Harry did enroll, and his potential was realized at CVCA. When he graduated in 2001, it was as a four-time Ohio High School wrestling state champion.

But his dreams were bigger, and once gravitating to the Greco-Roman style of wrestling, with its focus on technique and the limitations to using only the upper part of the body, he soared and began to focus on Olympic wrestling gold.

“That’s the highest you can get in our sport, is to go to the Olympics and to win a gold medal. I think for most people who are serious about the sport, most wrestlers, you have to have those aspirations.”

Being the top seed and a projected gold-medal favorite for the games four years ago, Harry and the tight-knit Greco-Roman wrestling community were stunned when Harry was defeated in the semi-final round at the 2008 U.S. Wrestling Team Trials.

His Beijing dreams shattered, Harry Lester invoked the wrestler retirement rite of leaving his empty shoes on the mat.

The 24-year-old Lester left gym that evening for the first time since his childhood in Akron, with wrestling no longer his life’s focus.

“The previous 15 years of my life was all wrestling, wrestling, wrestling, wrestling… Wrestling from January to January, that’s what I was doing and I wanted to try something different, to go out and work a real job."

For nearly a year he went to an office job every day… and hated it.

"Once I did that, I realized that I wanted to wrestle again, so now here I am."

 “It was difficult. When he stepped away from the sport that was sad, but at the end of the day that was his decision, and I think the right decision for him to have a have a break and to enjoy life not as Harry Lester the wrestler, but Harry Lester the human being,” Coach Bergen says.

Lester eventually joined the U.S. Army and its elite Greco-Roman squad, which placed three members on the 2012 US Olympic Wrestling team.

Even more focused, he won the 2009 U.S. Nationals Championship, the World Team Trials championship in 2009 and 2011, and was the 2011 U.S. Open Champion.

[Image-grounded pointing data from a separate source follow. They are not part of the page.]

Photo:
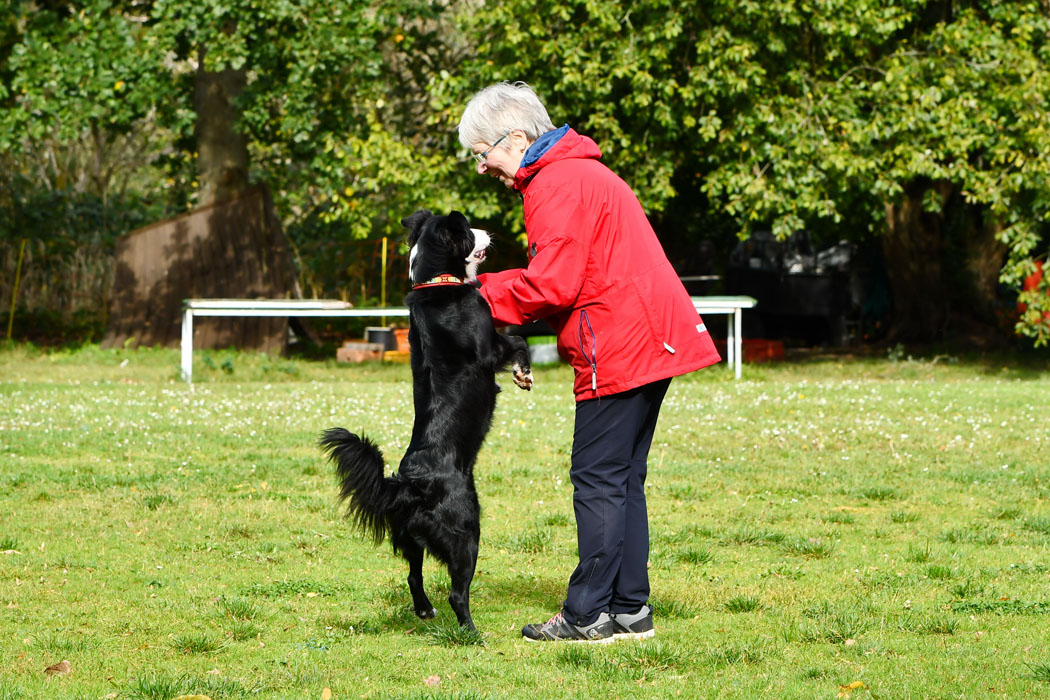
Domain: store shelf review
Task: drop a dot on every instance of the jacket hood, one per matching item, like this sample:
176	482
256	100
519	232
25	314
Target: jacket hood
558	145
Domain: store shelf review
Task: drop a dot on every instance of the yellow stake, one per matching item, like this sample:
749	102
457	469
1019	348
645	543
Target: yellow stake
382	285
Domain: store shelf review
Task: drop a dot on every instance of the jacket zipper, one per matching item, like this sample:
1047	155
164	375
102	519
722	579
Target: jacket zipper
592	360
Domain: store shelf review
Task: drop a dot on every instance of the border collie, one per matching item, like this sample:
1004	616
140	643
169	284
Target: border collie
431	504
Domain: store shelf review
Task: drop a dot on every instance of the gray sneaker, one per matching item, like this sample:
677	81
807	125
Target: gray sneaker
633	626
559	629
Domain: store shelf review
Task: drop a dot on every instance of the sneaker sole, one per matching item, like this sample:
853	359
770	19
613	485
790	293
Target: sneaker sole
648	634
603	640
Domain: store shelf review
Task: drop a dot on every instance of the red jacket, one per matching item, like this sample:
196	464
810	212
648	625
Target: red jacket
597	274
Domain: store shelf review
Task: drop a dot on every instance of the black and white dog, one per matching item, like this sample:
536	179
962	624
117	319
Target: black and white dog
431	503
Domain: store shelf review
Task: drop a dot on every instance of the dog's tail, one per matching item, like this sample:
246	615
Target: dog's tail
359	465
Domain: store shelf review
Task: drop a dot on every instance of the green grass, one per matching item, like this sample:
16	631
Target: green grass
815	525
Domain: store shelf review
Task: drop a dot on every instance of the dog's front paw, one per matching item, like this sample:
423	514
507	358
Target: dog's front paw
523	377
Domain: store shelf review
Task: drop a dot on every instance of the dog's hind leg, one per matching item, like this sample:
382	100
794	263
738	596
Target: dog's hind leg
461	567
414	554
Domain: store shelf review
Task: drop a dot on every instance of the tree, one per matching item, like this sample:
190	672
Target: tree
219	92
921	122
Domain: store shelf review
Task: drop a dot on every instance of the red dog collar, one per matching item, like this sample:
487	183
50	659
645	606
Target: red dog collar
441	280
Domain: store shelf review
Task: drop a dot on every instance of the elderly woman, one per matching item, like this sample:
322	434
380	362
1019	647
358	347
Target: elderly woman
597	274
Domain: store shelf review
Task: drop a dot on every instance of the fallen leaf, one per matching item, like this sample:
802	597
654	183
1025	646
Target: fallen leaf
60	667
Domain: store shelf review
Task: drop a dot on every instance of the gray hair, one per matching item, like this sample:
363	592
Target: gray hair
501	108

With skills honed in the military, Justin Lester (as he now bills himself) regards his sport differently.

Soft spoken, but with an inner fire, Lester believes he gains strength from representing America, and being part of the Army’s World Class Athlete Program.

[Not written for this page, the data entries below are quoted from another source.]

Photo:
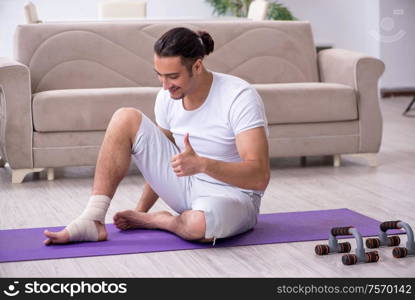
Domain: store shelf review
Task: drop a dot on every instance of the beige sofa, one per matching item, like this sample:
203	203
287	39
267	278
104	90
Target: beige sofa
67	80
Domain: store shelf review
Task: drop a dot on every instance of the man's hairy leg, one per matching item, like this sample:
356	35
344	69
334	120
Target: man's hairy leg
112	165
189	225
147	200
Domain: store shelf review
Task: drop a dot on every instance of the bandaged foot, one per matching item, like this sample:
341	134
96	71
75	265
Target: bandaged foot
89	226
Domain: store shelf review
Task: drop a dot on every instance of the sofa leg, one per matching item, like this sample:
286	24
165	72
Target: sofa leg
51	174
370	158
336	160
2	162
18	175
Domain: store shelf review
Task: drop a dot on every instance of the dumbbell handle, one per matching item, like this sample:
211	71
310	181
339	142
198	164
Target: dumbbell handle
389	225
335	231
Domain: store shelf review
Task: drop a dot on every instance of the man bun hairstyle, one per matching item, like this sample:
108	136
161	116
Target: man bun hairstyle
186	43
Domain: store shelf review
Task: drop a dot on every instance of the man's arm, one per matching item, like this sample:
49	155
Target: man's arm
149	197
253	172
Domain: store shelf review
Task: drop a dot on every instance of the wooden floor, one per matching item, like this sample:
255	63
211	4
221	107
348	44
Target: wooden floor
384	193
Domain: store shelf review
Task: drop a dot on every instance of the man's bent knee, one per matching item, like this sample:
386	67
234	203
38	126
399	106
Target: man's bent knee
129	119
194	223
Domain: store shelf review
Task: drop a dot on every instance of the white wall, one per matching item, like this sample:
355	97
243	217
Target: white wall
11	13
351	24
397	42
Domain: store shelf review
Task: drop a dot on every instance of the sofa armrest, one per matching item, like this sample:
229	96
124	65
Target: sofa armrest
361	72
16	126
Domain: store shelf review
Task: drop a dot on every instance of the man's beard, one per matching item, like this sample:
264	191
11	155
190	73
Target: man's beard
177	97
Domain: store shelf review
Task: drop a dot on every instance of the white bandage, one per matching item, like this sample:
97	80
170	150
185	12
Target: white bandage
83	228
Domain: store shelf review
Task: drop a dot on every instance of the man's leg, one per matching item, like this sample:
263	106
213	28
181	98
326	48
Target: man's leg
190	225
112	165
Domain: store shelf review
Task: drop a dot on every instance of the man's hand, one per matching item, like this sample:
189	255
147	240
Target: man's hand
188	162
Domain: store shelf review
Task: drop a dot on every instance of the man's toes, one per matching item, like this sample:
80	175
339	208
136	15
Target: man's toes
50	234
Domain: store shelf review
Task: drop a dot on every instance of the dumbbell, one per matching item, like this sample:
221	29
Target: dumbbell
348	259
383	239
409	250
334	246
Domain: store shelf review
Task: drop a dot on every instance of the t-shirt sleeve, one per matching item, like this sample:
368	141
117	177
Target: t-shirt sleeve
247	112
160	111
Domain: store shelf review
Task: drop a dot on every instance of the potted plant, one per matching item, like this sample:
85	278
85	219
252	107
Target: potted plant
239	8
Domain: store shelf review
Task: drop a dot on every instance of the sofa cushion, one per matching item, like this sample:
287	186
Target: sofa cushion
120	54
87	109
291	103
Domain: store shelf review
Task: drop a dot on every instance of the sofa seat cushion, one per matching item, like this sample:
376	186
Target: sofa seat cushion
87	109
289	103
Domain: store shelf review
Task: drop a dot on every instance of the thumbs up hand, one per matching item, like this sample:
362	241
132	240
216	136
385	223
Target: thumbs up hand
187	162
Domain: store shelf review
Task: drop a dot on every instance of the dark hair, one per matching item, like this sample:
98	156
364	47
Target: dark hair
187	44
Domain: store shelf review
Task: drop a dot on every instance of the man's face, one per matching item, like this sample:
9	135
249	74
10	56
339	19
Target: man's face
174	76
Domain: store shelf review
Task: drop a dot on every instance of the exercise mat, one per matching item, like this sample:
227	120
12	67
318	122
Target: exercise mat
27	244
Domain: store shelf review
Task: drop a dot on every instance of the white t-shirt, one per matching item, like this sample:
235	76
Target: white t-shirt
232	106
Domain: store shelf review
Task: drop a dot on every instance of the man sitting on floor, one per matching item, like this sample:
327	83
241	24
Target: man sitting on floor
207	158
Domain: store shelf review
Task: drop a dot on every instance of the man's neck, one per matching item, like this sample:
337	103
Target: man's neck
198	97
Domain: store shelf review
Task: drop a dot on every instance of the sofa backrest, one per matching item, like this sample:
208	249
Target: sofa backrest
120	54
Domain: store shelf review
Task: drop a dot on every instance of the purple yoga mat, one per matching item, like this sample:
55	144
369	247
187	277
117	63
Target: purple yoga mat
27	244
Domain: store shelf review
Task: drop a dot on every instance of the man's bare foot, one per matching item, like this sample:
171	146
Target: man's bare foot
132	219
62	237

“It runs through your mind anytime you put on the black and gold uniform. Anytime you put on anything with W-CAP or Army, you know you gotta represent your team, you gotta represent your family, but more importantly you gotta represent those guys who are over there sacrificing, to make sure that we have this opportunity,” Lester says. “So—wrestling for a lot more than just yourself and the immediate people around you. You got a lot of people over there ducking bullets and eating sand, and every time you win, you thank them, and you thank them for giving you that opportunity."

He’s tremendously proud to be from Akron, Ohio, and returns as often as possible to see his family and his coaches’ family, his mainstays.

Last month, when Akron honored him with a Justin Lester Day, the champion was overwhelmed.

“It’s awesome that you get a little bit of appreciation from the place you come from, and the people around you, so I am very excited for it and very thankful,” he says. “I thank God all the time that I ran into people like coach, and had the opportunity to go to CVCA, and meet a lot of the wrestling families that helped me out through North Akron and all that. Because without those people, there is no way I’d be here.”

And that effort to thank them includes coming home from London as their Champion.

“It was great making the team, and I love it - not a lot of people do it. But you gotta bring back the hardware,” Lester says. “That’s the second part. It was great - that moment - but then right away I realized… I’m on the team. Now I gotta bust my butt and get this gold medal."